The EC's recently published report takes stock of the results obtained since 2012 and looks forward to the next few years, hoping to elicit debate among citizens on the directions to take next.
MedCruise, which has played an active role in the EC's Blue Growth Strategy contributing within the dialogue process between cruise ports, cruise operators and destinations welcomes the EC's intension to undertake a series of steps to further translate this strategy to actions, especially the recognition that coastal and maritime tourism are among the sectors with potential for sustainable growth.
The coastal tourism industry is by far the largest employer in the blue economy, with 21% of the EU's population living in coastal areas.
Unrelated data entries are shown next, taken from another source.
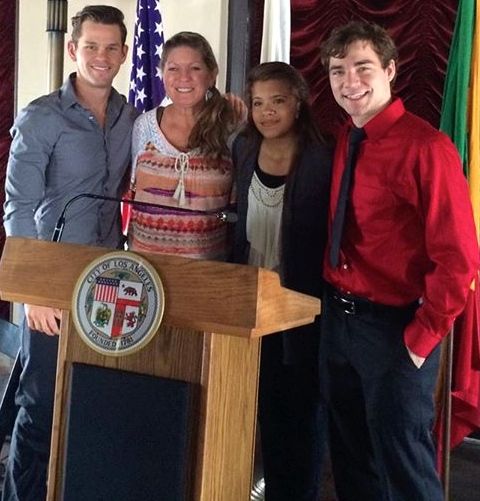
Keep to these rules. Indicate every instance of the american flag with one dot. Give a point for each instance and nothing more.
(146, 86)
(106, 289)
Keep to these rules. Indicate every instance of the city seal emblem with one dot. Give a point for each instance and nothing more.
(118, 303)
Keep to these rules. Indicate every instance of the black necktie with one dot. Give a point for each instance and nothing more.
(356, 137)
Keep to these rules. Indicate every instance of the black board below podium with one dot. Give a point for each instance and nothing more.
(118, 452)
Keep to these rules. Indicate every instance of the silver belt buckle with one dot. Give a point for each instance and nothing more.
(348, 306)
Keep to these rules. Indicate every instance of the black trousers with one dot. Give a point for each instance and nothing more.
(292, 422)
(380, 407)
(26, 473)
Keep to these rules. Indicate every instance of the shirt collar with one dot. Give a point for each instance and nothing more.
(68, 97)
(383, 121)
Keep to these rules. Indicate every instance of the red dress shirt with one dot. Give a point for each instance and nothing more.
(409, 230)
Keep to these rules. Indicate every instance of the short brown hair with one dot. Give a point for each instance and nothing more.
(103, 14)
(342, 37)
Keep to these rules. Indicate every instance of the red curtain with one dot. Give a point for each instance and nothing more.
(422, 30)
(7, 83)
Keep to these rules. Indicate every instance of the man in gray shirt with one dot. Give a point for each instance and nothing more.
(75, 140)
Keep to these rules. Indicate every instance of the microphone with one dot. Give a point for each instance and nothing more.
(225, 216)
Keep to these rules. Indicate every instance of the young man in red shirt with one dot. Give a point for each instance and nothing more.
(398, 271)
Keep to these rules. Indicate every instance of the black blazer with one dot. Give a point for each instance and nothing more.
(303, 231)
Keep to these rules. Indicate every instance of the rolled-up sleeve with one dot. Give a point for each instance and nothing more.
(30, 152)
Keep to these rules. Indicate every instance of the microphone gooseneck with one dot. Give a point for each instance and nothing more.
(224, 215)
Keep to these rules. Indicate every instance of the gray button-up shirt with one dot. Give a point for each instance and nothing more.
(59, 151)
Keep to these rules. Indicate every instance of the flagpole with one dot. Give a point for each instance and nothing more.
(56, 29)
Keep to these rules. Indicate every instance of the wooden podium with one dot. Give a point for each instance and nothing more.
(215, 314)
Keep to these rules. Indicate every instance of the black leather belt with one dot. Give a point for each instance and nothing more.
(354, 305)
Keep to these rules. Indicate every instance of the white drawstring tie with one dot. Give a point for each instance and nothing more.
(181, 166)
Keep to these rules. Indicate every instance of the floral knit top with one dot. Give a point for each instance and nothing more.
(177, 180)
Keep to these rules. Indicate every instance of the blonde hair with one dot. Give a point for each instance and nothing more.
(216, 120)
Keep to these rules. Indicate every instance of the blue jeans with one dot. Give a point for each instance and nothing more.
(26, 474)
(380, 407)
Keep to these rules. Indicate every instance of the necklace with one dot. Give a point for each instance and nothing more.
(268, 197)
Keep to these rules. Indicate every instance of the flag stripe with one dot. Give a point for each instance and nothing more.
(474, 142)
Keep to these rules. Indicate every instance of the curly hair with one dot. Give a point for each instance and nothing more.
(305, 125)
(216, 120)
(340, 39)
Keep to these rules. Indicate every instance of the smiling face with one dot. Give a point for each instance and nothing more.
(99, 53)
(186, 77)
(274, 108)
(360, 85)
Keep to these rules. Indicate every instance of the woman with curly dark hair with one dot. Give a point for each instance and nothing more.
(282, 175)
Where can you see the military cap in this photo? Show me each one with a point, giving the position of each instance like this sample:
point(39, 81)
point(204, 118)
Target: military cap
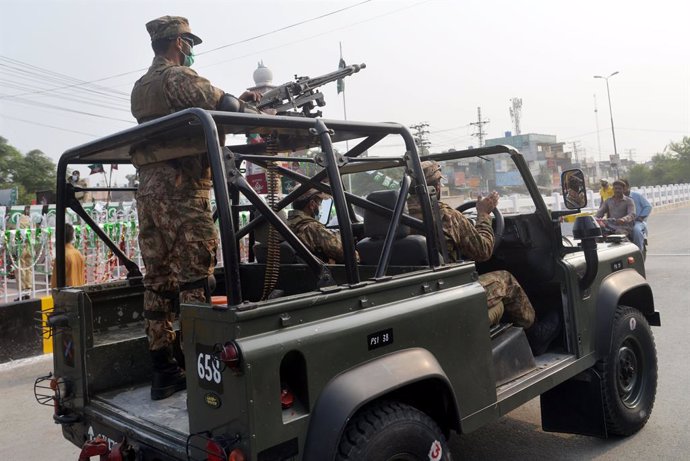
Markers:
point(303, 199)
point(170, 27)
point(432, 171)
point(311, 193)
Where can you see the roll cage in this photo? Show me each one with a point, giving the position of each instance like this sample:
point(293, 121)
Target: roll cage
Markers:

The industry offers good opportunities for new entrants to the labour market – the proportion of young people is higher than the average in the blue economy – but the work is often temporary, seasonal and poorly paid states the report.
Reducing precariousness and increasing the number of high value jobs are among the primary objectives of the EC's strategy for coastal and marine tourism, whilst at the same time reducing the environmental footprint of tourism, is a positive step forward.
MedCruise is actively contributing to the Maritime Skills and Careers in the Blue Economy experts panel aiming to limit any skills gap and the lack of attractiveness in maritime and port sector.
The port association says it will continue to provide policy makers first hand insights into skills and careers prospects that are present in the provision of port and related services to cruise lines and passengers – so that cruise activities will be among the key options to increase the number of people who might be interested in a blue economy job.